And it was with the great anticipation of the worshippers that this moment eventually arrived, that moment when the Gods' new stock of Mikes Mega Mixes finally came in - and their rain dance finally bore fruit!

Reactions: Like 1


----------



## Rebel (7/9/15)

Mike's Custard Clouds
Made for the skies


----------



## VapeGrrl (8/9/15)

The competition is now closed. Thank you every one. Mike and I will post the winners later.

Reactions: Like 5


----------



## Riaz (8/9/15)

VapeGrrl said:


> The competition is now closed. Thank you every one. Mike and I will post the winners later.


Waaaaiting


----------



## Christos (8/9/15)

Riaz said:


> Waaaaiting


Shhhhh it's busy steeping.

Reactions: Funny 2


----------



## Achmat89 (9/9/15)

No winners?


----------



## Riaz (9/9/15)

still nothing...

juices must be steeping nicely

Reactions: Funny 1


----------



## Christos (9/9/15)

Riaz said:


> still nothing...
> 
> juices must be steeping nicely


Or perhaps that guy blowing the warthog is still recovering from that massive hit. 
I suspect a dry hit.


----------



## Mike (9/9/15)

Hey fellars. The winners have mostly been decided - just need to confirm the announcement with @VapeGrrl 

Turns out I couldn't even pick a single winner, so there'll be an additional runner up!

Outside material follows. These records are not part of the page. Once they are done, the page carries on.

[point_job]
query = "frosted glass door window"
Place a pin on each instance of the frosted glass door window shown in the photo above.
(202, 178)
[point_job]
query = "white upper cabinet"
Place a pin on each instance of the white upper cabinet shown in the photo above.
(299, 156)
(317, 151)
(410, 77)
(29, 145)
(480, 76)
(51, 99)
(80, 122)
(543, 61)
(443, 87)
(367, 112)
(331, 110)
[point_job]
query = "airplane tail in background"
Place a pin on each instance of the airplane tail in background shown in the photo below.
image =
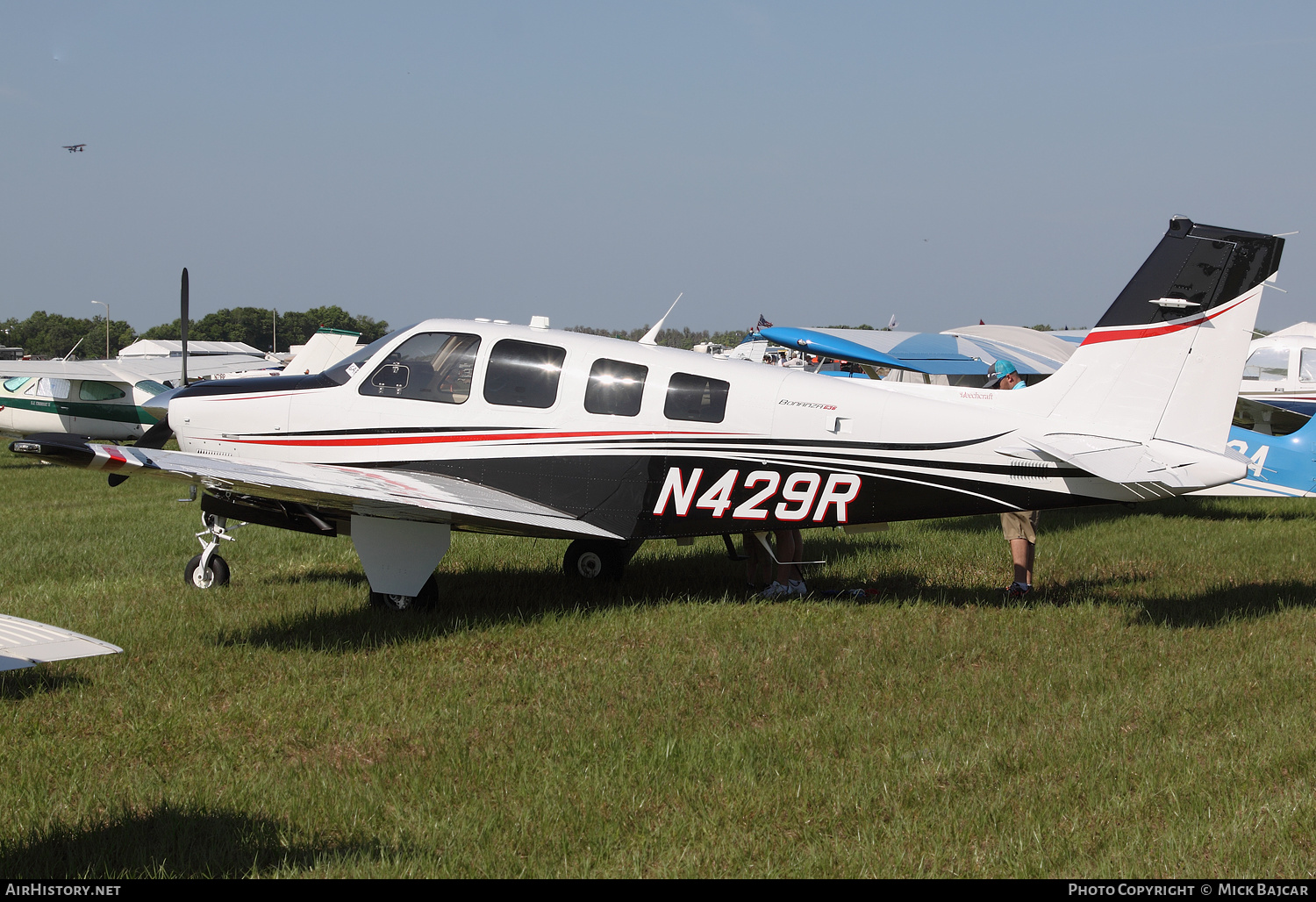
(1166, 358)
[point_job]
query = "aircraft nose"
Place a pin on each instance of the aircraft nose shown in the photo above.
(158, 404)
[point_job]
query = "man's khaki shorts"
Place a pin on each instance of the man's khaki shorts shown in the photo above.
(1020, 525)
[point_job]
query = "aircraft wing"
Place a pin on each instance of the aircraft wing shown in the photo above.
(136, 369)
(197, 365)
(24, 643)
(365, 491)
(958, 352)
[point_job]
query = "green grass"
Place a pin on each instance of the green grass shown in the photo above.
(1149, 712)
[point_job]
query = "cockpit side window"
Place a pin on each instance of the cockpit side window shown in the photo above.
(524, 374)
(615, 387)
(1307, 365)
(697, 397)
(428, 366)
(53, 389)
(1266, 365)
(89, 390)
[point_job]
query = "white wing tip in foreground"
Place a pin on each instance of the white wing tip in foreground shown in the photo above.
(24, 643)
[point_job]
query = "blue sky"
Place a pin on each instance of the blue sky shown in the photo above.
(820, 163)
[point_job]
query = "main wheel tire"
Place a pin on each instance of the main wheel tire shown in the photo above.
(215, 575)
(426, 599)
(589, 559)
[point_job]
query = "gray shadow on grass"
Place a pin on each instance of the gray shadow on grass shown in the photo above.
(173, 841)
(37, 681)
(476, 599)
(1223, 510)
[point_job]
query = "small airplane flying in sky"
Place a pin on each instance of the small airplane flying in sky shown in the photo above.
(478, 426)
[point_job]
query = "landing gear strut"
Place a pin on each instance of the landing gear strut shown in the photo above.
(208, 569)
(597, 559)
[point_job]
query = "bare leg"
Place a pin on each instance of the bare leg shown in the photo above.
(1021, 552)
(789, 551)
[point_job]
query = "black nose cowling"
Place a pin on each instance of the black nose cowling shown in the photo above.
(253, 386)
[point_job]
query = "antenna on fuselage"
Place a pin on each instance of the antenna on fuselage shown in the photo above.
(650, 337)
(182, 324)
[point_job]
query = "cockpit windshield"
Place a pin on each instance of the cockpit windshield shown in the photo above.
(347, 366)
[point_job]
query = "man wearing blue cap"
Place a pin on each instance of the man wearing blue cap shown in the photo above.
(1019, 527)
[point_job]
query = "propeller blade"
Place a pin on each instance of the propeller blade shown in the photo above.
(182, 323)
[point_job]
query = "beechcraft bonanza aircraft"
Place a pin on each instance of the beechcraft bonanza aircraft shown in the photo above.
(457, 424)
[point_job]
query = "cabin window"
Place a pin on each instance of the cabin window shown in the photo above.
(99, 391)
(615, 387)
(429, 366)
(1266, 365)
(53, 389)
(524, 374)
(1307, 365)
(697, 397)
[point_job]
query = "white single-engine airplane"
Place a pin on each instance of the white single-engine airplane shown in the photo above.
(523, 431)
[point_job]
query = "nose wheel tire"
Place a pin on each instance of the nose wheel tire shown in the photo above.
(216, 573)
(595, 560)
(426, 599)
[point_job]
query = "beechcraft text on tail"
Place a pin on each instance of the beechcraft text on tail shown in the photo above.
(478, 426)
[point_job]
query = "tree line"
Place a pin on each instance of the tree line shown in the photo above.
(53, 334)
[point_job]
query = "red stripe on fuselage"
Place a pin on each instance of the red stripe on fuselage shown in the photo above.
(1119, 334)
(353, 441)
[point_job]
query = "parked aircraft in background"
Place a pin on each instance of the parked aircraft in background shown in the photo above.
(107, 399)
(1281, 370)
(524, 431)
(116, 399)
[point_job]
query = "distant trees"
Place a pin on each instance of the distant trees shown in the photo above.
(53, 334)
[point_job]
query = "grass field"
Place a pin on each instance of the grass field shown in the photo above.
(1149, 712)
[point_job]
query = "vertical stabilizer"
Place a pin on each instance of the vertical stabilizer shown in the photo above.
(1166, 358)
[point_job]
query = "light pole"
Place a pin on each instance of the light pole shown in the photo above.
(107, 326)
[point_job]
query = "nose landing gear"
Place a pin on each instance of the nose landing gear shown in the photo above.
(208, 569)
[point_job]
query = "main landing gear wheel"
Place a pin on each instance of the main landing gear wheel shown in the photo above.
(426, 599)
(216, 573)
(592, 559)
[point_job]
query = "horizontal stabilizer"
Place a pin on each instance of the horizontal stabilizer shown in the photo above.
(24, 643)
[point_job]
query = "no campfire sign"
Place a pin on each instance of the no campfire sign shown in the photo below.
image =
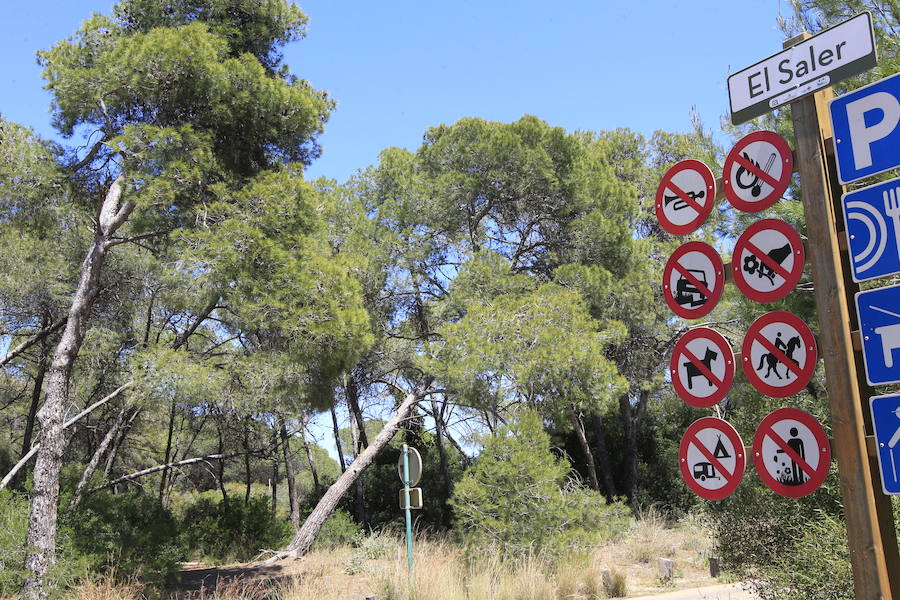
(711, 458)
(791, 452)
(757, 171)
(779, 354)
(768, 260)
(685, 197)
(693, 279)
(702, 367)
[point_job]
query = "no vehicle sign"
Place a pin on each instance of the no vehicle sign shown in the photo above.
(711, 457)
(779, 354)
(693, 280)
(757, 171)
(685, 197)
(768, 260)
(702, 367)
(791, 452)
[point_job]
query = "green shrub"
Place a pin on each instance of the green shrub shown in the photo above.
(517, 498)
(220, 530)
(129, 532)
(13, 529)
(339, 529)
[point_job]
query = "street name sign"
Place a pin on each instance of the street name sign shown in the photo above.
(768, 260)
(830, 56)
(886, 423)
(791, 452)
(693, 279)
(879, 327)
(866, 124)
(757, 171)
(702, 367)
(711, 457)
(685, 197)
(779, 354)
(872, 215)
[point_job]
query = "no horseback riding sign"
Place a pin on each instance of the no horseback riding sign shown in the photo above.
(779, 354)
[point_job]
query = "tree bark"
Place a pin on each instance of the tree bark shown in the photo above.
(631, 421)
(585, 448)
(438, 414)
(98, 454)
(602, 459)
(305, 537)
(337, 440)
(291, 472)
(66, 425)
(41, 538)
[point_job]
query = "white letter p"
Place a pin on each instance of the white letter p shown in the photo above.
(861, 136)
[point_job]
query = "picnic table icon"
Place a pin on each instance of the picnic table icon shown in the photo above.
(890, 337)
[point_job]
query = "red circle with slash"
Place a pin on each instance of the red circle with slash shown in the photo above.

Reactions: Like 10 | Funny 1


----------



## Smoky Jordan (9/9/15)

And the winner issssssss......................


----------



## VapeGrrl (9/9/15)

and the winners are
First place:



Smoky Jordan said:


> "Look the vape meet has begun"



Second place


Andre said:


> "Game of Clouds"



runner up


r0gue z0mbie said:


> "Look, my mod looks like a Vuvuzela..."



Well done to everyone

Reactions: Winner 8 | Thanks 1


----------



## BumbleBee (9/9/15)

Congrats guys

Reactions: Thanks 1


----------



## rogue zombie (9/9/15)

lol I've never won a damn thing in my life.

Thanks for the comp Vape Club and MMM

Reactions: Like 3


----------



## Andre (9/9/15)

Awesome, thanks. And congrats to all the other winners. It was great fun. So many really creative entries - must have been difficult to choose. My personal favourite was @acorn's "Cloudy with a chance of Mike's Mega Mixes".
Thanks for the competition VapeClub and MMM.

Reactions: Like 1 | Thanks 3


----------



## Mike (9/9/15)

It really was especially tough to pick the standouts. But @Smoky Jordan's just rang so true. The meet hasn't officially started until someone starts blasting unapologetic clouds. Well done all.

As usual, keep an eye out for more competitions!

Reactions: Thanks 2


----------



## Alex (9/9/15)

Well done to all the winners

Reactions: Thanks 1


----------



## rogue zombie (9/9/15)

Yeah...ANISE CUSTARD BABY 

I was pretty stunned when this flavour was announced. Never would I have thought of the combo.


----------



## Mike (9/9/15)

@r0gue z0mbie I hope it'll be well appreciated  It's definitely quite different profile, especially compared to my usual stuff. As usual, there's more to it than custard and anise and I think that's where the magic lies with this juice

Reactions: Like 2


----------



## acorn (9/9/15)

Congratulations @Smoky Jordan , @Andre and @r0gue z0mbie , well done

Reactions: Like 3


----------



## Smoky Jordan (9/9/15)

Yoh I'm so stoaked! A big thanks to @Mike and @VapeGrrl. Well done to the other winners @Andre and @rOgue zOmbie good one boys. Looking forward to this juice OH YEAH

Reactions: Like 2


----------



## Mike (9/9/15)

@Smoky Jordan yea you bugger. After posting



Smoky Jordan said:


> And the winner issssssss......................



It took quite a bit of willpower not to comment anything


----------



## Smoky Jordan (9/9/15)

I know was just telling my wife about that and having a good laugh


----------



## Riaz (10/9/15)

congrats on the win guys!!!

this was an awesome exciting competition!

Reactions: Like 1


----------